Imagine putting on a virtual reality headset and entering a world where you can explore communities, like Missoula Montana, except your character, and everyone you interact with, speaks Salish, Cheyenne or Blackfoot. Imagine having a device like Amazon’s Alexa that understands and speaks exclusively in Indigenous languages. Michael Running Wolf, a Northern Cheyenne man who is earning his Ph.D. in computer science, wants to make his Artificial Intelligence as a tool for language dreams a reality. Running Wolf grew up near the Northern Cheyenne Reservation. He spent most of his childhood living without electricity. Running Wolf can speak some Cheyenne, but he wants Indigenous language learning to be more accessible, immersive and engaging.
As we continue to report. Three decades after a law passed by Congress, recognizing the unequal treatment of Native American remains and a process for tribes to request their return from museums and other institutions that have them -many remains have not been returned. The law, known as the Native American Graves Protection and Repatriation Act or NAGPRA, sought to address this human rights issue by giving Indigenous peoples a way to reclaim their dead.

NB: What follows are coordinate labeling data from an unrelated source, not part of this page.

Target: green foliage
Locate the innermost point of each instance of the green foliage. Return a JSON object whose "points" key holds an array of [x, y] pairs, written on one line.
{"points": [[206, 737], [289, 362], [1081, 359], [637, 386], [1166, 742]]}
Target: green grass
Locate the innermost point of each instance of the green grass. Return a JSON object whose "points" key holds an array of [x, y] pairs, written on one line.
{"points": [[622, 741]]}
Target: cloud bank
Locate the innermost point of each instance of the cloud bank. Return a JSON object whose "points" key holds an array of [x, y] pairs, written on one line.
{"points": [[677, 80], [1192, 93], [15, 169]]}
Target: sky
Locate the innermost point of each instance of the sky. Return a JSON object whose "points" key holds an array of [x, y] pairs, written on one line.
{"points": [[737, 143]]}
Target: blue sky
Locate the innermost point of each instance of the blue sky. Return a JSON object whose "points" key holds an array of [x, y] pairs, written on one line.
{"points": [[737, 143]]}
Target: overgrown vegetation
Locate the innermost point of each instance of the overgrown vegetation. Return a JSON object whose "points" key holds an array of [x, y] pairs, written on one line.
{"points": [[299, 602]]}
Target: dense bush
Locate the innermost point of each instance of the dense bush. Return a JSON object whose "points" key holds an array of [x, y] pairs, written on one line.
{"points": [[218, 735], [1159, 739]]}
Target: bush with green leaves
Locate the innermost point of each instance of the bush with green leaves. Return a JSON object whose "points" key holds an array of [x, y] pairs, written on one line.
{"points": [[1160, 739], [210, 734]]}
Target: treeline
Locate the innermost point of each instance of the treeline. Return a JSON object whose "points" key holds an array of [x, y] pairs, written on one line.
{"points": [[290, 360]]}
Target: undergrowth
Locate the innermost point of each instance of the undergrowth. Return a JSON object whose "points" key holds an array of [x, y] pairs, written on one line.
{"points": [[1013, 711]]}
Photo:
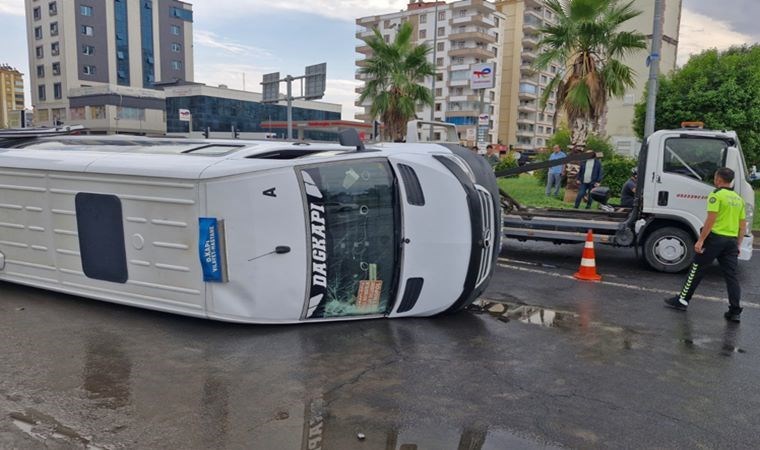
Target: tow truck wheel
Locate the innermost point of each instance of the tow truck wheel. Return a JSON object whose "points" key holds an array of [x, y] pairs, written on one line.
{"points": [[669, 249]]}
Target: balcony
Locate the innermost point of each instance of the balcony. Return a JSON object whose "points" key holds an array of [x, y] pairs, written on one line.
{"points": [[530, 40], [528, 55], [532, 24], [458, 83], [464, 98], [477, 36], [364, 34], [477, 5], [463, 113], [525, 120], [527, 69], [476, 52], [474, 19]]}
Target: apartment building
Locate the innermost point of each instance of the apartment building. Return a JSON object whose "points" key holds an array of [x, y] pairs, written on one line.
{"points": [[618, 124], [11, 94], [461, 33], [523, 123], [97, 62]]}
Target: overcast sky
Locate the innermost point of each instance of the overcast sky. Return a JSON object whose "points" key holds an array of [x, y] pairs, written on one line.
{"points": [[253, 37]]}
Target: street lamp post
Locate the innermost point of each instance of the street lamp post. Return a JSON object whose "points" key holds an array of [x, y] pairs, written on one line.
{"points": [[435, 66]]}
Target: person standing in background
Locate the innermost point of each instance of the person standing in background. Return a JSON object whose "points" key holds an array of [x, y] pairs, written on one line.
{"points": [[589, 177], [554, 177]]}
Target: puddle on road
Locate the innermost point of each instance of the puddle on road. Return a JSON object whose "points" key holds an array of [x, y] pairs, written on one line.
{"points": [[605, 336], [43, 427], [599, 339]]}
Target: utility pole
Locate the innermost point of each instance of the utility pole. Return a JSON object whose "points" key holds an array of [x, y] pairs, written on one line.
{"points": [[654, 66], [435, 65]]}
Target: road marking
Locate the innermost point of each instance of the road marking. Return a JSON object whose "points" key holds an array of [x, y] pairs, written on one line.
{"points": [[625, 286]]}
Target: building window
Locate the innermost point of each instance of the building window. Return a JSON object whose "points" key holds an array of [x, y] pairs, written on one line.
{"points": [[130, 113], [146, 34], [97, 112], [181, 13], [77, 113]]}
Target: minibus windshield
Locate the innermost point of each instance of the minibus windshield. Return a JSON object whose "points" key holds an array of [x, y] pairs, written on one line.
{"points": [[353, 222]]}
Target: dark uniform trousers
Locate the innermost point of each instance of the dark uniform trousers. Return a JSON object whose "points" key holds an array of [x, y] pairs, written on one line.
{"points": [[726, 250]]}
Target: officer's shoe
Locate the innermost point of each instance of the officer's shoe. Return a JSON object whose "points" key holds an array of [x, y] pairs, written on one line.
{"points": [[733, 315], [675, 303]]}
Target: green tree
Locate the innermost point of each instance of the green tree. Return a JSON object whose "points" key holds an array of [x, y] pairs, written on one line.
{"points": [[721, 89], [395, 72], [588, 45]]}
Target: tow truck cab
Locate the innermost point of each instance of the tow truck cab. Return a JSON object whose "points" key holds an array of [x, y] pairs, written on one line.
{"points": [[675, 175]]}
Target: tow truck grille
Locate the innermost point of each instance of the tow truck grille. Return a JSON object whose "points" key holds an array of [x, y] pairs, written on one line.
{"points": [[488, 236]]}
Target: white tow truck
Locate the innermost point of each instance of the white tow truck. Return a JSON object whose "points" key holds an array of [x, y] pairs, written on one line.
{"points": [[676, 169]]}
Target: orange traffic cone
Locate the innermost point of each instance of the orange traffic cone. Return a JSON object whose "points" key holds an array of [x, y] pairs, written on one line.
{"points": [[587, 272]]}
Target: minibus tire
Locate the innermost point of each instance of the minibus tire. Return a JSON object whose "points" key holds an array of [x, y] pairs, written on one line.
{"points": [[664, 242]]}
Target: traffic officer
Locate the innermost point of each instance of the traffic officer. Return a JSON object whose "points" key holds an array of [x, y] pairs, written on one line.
{"points": [[721, 238]]}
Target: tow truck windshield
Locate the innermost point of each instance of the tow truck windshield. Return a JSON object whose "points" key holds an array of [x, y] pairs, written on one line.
{"points": [[353, 221]]}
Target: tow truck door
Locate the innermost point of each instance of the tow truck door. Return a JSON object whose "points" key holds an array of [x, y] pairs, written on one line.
{"points": [[684, 176]]}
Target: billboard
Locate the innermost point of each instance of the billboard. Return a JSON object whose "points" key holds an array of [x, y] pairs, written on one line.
{"points": [[315, 81], [482, 76], [271, 87]]}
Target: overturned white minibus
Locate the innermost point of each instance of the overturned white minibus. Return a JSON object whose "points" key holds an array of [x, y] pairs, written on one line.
{"points": [[249, 231]]}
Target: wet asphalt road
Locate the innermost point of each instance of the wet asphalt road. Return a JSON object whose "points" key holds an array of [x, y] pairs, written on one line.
{"points": [[544, 361]]}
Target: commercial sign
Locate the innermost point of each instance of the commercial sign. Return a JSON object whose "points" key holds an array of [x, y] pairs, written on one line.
{"points": [[482, 76], [210, 248]]}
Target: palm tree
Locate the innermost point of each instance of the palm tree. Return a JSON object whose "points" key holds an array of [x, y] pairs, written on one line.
{"points": [[395, 72], [588, 45]]}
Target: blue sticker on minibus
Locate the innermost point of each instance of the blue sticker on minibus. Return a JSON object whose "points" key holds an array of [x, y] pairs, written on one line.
{"points": [[209, 248]]}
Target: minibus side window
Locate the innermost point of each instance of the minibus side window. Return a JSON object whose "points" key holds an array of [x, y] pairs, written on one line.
{"points": [[101, 237]]}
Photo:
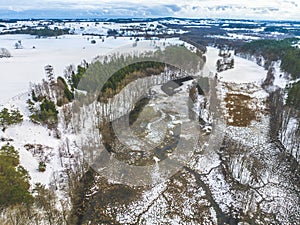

But 33 years after the law’s passage, at least half of the remains of more than 210,000 Native Americans have yet to be returned. Tribes have struggled to reclaim them in part because of a lack of federal funding for repatriation and because institutions face little to no consequences for violating the law or dragging their feet.
Those are your headlines at this hour. I’m Colette Keith in the KIPI News center.